The Compacts Clause of the U.S. Constitution permits states to enter into interstate compacts; however, the Compacts Clause does not expand state powers. All compacts must be consistent with the U.S. Constitution. In particular, a compact’s subject matter must be among the powers that the states are permitted to exercise (as discussed in section 9.16.2).

This invalid line of argument by opponents is based on the opponents’ own invalid argument that a federal constitutional amendment is necessary to change the winner-take-all method of appointing a state’s presidential electors. In fact, the National Popular Vote compact does not change anything in the U.S. Constitution, and therefore no federal constitutional amendment is necessary (as discussed at length in section 9.1.1, section 9.1.2, section 9.1.3, section 9.1.4, and section 9.1.6). Instead, the National Popular Vote compact changes state winner-take-all statutes that came into widespread use more than four decades after the Constitution was ratified. None of these state winner-take-all statutes was originally adopted by means of a federal constitutional amendment. These state winner-take-all statutes do not have constitutional status. Winner-take-all statutes may be changed in the same manner in which they were adopted, namely by passage of a new state law changing the state’s method of appointing its own presidential electors.

9.16.8 MYTH: The National Popular Vote compact is a conspiracy.

QUICK ANSWER:

  • An interstate compact is not a “conspiracy” but a mechanism provided by the U.S. Constitution that enables sovereign states to enter voluntarily into binding contractual arrangements with one another.

Professor Robert Hardaway of the University of Denver Sturm College of Law, an opponent of the National Popular Vote compact, presented the following testimony on the National Popular Vote bill on February 19, 2010, to the Alaska Senate Judiciary Committee:

“And what would happen if, under the Koza scheme, some of the states decided to withdraw from the conspiracy?

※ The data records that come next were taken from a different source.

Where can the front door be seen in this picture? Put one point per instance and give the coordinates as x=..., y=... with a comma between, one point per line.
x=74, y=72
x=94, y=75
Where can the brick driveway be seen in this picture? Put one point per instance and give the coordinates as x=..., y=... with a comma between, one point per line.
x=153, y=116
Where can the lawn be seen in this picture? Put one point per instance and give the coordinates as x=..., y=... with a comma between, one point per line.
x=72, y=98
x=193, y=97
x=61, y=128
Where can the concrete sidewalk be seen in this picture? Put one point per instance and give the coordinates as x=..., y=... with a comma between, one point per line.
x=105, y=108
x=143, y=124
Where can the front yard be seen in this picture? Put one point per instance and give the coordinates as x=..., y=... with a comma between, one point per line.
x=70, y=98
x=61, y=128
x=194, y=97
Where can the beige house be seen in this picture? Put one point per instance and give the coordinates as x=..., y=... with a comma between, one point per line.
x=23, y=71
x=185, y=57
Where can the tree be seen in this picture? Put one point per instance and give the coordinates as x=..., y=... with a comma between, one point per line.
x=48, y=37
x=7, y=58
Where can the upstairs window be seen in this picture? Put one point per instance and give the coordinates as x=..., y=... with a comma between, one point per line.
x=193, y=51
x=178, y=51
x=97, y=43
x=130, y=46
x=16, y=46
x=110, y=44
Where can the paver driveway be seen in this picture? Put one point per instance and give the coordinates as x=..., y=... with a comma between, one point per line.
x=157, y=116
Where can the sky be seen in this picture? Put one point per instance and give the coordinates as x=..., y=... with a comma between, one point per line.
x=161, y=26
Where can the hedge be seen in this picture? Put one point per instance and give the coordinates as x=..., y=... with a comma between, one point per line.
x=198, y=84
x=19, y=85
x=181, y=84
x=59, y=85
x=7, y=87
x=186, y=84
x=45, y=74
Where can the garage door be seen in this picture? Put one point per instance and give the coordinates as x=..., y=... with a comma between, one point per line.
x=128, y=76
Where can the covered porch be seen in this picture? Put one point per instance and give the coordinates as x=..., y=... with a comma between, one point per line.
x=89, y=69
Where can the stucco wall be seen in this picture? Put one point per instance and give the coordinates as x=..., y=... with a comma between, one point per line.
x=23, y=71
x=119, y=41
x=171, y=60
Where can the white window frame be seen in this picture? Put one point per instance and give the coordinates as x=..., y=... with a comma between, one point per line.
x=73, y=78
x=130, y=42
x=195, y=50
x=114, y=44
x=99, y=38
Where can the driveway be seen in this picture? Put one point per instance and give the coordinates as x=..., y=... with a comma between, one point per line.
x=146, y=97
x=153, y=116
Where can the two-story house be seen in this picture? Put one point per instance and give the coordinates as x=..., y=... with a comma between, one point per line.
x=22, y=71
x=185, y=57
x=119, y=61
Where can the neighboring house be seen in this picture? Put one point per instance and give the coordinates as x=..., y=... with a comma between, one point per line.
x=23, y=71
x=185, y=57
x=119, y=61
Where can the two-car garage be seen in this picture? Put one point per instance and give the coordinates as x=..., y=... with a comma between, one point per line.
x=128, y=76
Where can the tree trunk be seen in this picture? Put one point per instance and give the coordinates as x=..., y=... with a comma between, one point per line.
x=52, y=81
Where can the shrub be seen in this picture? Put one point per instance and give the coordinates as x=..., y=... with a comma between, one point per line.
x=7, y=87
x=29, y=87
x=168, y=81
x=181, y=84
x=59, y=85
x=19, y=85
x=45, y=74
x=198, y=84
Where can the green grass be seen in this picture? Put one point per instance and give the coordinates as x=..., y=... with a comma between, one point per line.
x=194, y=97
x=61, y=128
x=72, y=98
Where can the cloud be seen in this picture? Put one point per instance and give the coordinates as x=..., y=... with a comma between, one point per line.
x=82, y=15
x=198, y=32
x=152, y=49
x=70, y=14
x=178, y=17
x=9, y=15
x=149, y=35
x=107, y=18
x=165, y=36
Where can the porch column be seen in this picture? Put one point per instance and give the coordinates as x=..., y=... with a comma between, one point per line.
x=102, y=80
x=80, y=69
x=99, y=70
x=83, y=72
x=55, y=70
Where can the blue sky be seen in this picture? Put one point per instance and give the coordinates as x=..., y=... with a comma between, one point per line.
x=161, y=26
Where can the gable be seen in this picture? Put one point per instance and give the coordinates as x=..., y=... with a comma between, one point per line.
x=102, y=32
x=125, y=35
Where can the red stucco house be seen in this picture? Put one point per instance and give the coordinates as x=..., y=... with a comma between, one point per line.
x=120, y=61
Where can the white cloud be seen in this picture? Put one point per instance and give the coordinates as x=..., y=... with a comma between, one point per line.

What federal organ would be empowered to enforce the original terms of that conspiracy?”[459] [Emphasis added]

Tara Ross, an opponent of the National Popular Vote compact, refers to the states belonging to the compact as:

“colluding states.”[460]

A “conspiracy” is an agreement to commit a crime.

An interstate compact is not a “conspiracy,” but, instead, a mechanism provided by the U.S. Constitution that enables sovereign states to enter voluntarily into binding contractual arrangements with one another.

The National Popular Vote compact is based on the exclusive and plenary power of the states to choose the manner of awarding their electoral votes (as provided by section 1 of Article II of the U.S. Constitution):

“Each State shall appoint, in such Manner as the Legislature thereof may direct, a Number of Electors….”[461] [Emphasis added]

Words, such as “conspiracy,” “collusion,” and “scheme,” do not change the fact that the states have the power, under the U.S. Constitution, to award their own electoral votes in the manner that they see fit.

 

Footnotes

[459] See section 9.11 for answers to Professor Hardaway’s concern about withdrawal.

[460] Ross, Tara. 2004. Enlightened Democracy: The Case for the Electoral College. Los Angeles, CA: World Ahead Publishing Company. Page 235.

[461] U.S. Constitution. Article II, section 1, clause 2.